A la vuelta de estos días, cumpliendo con uno de sus mandatos, me detengo mientras reviso los fragmentos dispersos de sus memorias. Libro escrito en diversos momentos, como ráfagas de recuerdos que a veces se empalman y en otras ocasiones se disparan como flechas a destinos que parecen no coincidentes, cuando se publique será de doble utilidad. Porque nos dejará conocer a Ramiro Guerra en sus intimidades y sus batallas privadas, así como en las públicas, siempre defensor de la danza y de sus más sólidos argumentos. Pero también está ahí el hombre que cuando se le negó el ejercicio de la coreografía y la enseñanza, afiló su visión como ensayista, como historiador de este arte al que dio vida y energía hasta el último de sus alientos; y su demanda intelectual que combate, también, la idea del bailarín como un cuerpo incapaz de generar sugerencias, interrogantes y claves de pensamiento. Sus libros, escritos algunos durante ese forzoso retiro, hoy son referencias imprescindibles aquí y en muchos cardinales. Nos recordó que para ser respetados, el respeto debe empezar por nosotros mismos, en la calidad de nuestras propuestas y nuestras entregas. Y que el error, aprovechado sabiamente, será terreno sobre el cual, si se persiste más allá de la vanidad y la autosuficiencia, podrá aportarse algo más certero.
De cierto modo, es triste pensar en este año que ya vamos a vivir sin la compañía de Ramiro Guerra. Lo pensamos en el López Serrano, dueño de la torre con aquella vista espléndida ante el malecón, que podía convertirse en paisaje dantesco durante los ciclones. Lo pensamos en los salones del Teatro Nacional, guerreando para corporizar Improntu galante o El decálogo del apocalipsis, lidiando con tabúes y viejas convenciones. En Alamar, visitando a Arrocha, uno de sus fieles más talentosos y queridos. O negándose a recibir homenajes con olor a despedida, como diría una célebre actriz argentina.

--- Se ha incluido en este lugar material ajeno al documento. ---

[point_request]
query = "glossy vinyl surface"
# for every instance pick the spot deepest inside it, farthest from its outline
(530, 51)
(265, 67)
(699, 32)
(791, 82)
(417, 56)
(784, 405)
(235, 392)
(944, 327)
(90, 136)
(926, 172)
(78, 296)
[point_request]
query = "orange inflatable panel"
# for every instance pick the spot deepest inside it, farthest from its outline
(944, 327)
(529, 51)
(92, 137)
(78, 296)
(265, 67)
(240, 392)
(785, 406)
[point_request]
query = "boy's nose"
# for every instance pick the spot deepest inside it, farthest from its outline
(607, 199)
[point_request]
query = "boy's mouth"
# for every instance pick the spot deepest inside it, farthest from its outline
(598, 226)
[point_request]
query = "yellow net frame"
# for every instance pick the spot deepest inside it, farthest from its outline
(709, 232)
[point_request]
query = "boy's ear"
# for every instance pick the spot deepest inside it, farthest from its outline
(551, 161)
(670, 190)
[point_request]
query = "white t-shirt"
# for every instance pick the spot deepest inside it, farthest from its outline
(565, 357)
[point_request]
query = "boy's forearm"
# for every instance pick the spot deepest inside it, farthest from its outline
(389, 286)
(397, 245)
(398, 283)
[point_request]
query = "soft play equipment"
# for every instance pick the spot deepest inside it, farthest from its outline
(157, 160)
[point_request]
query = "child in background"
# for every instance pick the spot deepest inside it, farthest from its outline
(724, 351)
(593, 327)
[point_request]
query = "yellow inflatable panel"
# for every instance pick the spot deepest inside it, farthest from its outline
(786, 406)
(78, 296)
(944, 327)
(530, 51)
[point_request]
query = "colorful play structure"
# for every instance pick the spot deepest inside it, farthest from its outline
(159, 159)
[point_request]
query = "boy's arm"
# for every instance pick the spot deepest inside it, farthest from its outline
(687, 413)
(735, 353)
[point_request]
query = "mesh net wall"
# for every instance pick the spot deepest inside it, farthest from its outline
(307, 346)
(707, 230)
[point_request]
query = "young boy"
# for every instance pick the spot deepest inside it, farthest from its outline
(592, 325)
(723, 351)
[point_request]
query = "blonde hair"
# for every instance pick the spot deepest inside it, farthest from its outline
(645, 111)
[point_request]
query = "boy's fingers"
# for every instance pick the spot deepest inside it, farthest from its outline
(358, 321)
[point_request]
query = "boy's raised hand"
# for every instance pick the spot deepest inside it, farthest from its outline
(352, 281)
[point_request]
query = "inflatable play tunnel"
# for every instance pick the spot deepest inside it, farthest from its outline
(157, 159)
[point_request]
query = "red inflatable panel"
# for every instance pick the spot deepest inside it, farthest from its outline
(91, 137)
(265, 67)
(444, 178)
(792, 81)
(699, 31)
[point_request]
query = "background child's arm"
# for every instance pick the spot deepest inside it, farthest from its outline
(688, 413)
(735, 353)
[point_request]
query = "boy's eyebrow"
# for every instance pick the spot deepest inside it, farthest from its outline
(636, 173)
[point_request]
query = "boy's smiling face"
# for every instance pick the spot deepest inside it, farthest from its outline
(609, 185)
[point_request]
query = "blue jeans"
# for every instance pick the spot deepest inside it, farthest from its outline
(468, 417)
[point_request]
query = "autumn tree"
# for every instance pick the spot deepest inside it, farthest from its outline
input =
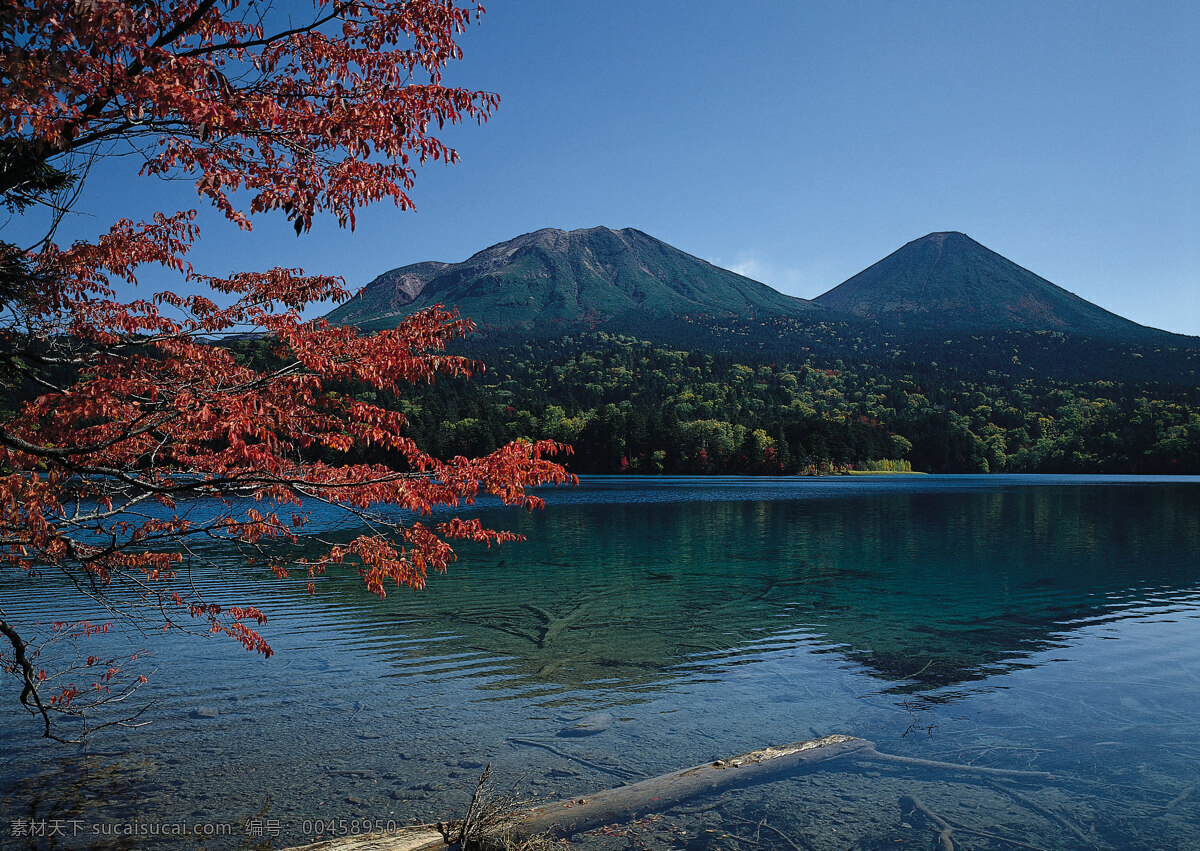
(135, 412)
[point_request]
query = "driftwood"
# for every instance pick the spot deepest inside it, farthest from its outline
(625, 803)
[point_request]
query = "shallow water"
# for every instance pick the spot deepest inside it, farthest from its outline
(1032, 623)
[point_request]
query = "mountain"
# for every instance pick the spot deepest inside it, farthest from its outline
(948, 282)
(557, 280)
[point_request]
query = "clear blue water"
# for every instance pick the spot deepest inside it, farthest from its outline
(1032, 623)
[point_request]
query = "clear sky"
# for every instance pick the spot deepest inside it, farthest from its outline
(801, 142)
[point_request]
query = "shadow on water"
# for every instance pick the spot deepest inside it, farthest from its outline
(961, 621)
(924, 588)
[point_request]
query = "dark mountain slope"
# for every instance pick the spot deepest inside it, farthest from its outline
(947, 281)
(568, 280)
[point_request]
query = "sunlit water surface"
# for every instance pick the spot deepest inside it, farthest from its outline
(1030, 623)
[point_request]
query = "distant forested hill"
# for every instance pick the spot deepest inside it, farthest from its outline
(943, 357)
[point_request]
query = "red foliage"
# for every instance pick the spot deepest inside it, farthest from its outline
(319, 118)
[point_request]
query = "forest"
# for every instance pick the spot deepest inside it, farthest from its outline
(634, 406)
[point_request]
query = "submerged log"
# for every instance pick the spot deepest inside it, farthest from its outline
(623, 804)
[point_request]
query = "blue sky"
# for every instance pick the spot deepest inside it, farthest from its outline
(801, 142)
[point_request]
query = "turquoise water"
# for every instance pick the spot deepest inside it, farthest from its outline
(1024, 623)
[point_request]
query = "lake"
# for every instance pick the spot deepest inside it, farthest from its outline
(1045, 624)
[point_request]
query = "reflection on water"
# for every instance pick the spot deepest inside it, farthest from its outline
(1023, 622)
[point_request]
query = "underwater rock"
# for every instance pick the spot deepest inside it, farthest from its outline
(588, 725)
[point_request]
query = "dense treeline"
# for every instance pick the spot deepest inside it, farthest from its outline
(634, 406)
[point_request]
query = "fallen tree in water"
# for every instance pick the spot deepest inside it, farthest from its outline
(531, 828)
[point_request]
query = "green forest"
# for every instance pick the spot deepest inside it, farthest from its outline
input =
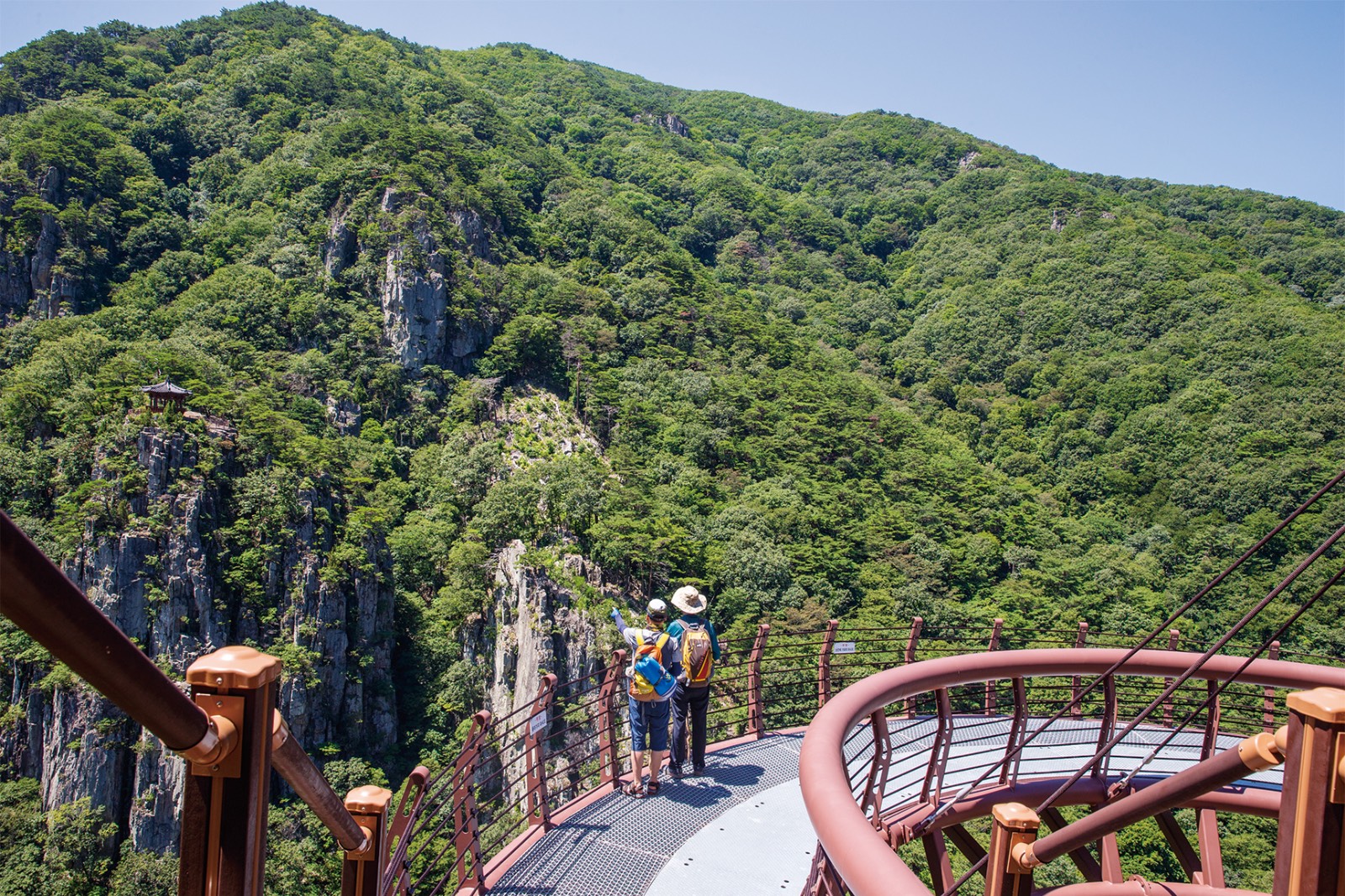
(822, 366)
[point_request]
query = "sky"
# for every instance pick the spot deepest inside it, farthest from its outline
(1214, 92)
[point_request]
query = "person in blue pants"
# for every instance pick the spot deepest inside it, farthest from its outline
(649, 710)
(699, 650)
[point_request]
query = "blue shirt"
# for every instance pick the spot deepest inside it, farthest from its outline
(677, 629)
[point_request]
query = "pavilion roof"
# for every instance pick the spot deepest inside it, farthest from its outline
(166, 387)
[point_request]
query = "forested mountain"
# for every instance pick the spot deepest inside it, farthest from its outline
(430, 303)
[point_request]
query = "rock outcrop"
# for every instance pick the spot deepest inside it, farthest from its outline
(417, 288)
(31, 282)
(159, 580)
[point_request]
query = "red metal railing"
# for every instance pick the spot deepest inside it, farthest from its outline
(229, 730)
(864, 811)
(459, 828)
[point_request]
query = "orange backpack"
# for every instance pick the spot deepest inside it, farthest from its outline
(697, 656)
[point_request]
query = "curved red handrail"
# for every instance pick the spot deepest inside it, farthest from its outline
(860, 855)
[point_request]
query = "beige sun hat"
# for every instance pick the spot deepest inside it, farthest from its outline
(689, 600)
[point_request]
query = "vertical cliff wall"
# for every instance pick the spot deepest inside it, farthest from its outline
(159, 579)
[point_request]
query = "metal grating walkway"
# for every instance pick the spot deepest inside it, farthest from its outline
(743, 828)
(619, 845)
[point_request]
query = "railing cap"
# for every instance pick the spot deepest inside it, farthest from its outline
(235, 669)
(369, 801)
(1015, 817)
(1322, 704)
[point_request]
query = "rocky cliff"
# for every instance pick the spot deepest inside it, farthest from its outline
(424, 319)
(159, 580)
(33, 282)
(537, 629)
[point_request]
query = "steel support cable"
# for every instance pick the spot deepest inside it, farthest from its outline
(1180, 680)
(1069, 782)
(1234, 678)
(1177, 614)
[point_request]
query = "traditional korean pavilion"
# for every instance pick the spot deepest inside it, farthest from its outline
(166, 393)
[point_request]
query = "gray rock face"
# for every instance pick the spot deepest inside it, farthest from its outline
(31, 282)
(340, 246)
(667, 121)
(535, 629)
(346, 414)
(159, 584)
(416, 289)
(414, 303)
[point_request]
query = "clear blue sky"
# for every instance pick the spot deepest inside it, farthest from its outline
(1246, 94)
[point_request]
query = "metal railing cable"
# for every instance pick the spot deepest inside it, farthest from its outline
(1224, 685)
(1219, 645)
(1177, 614)
(1169, 689)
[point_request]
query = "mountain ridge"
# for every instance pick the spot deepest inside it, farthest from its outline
(861, 366)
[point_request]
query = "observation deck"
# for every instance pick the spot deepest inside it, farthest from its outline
(842, 761)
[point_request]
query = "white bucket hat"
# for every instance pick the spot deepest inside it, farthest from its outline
(689, 600)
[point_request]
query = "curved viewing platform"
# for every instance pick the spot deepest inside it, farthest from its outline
(841, 757)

Las últimas imágenes son las de su apartamento en Infanta y Manglar, en el que tanto añoraba su residencia del Vedado. Pero también a eso se sobreponía para estar al tanto de lo más reciente, con preguntas agudas, con ese carácter tan suyo que nos recordaba que todo debe ponerse en discusión. Que todo, para estar vivo, debe estar en movimiento. Como la danza misma. Y desde esa lección mayor, a doce meses de aquella despedida frente al mar, lo saludamos en vida. Es decir, danzando de tantas otras formas.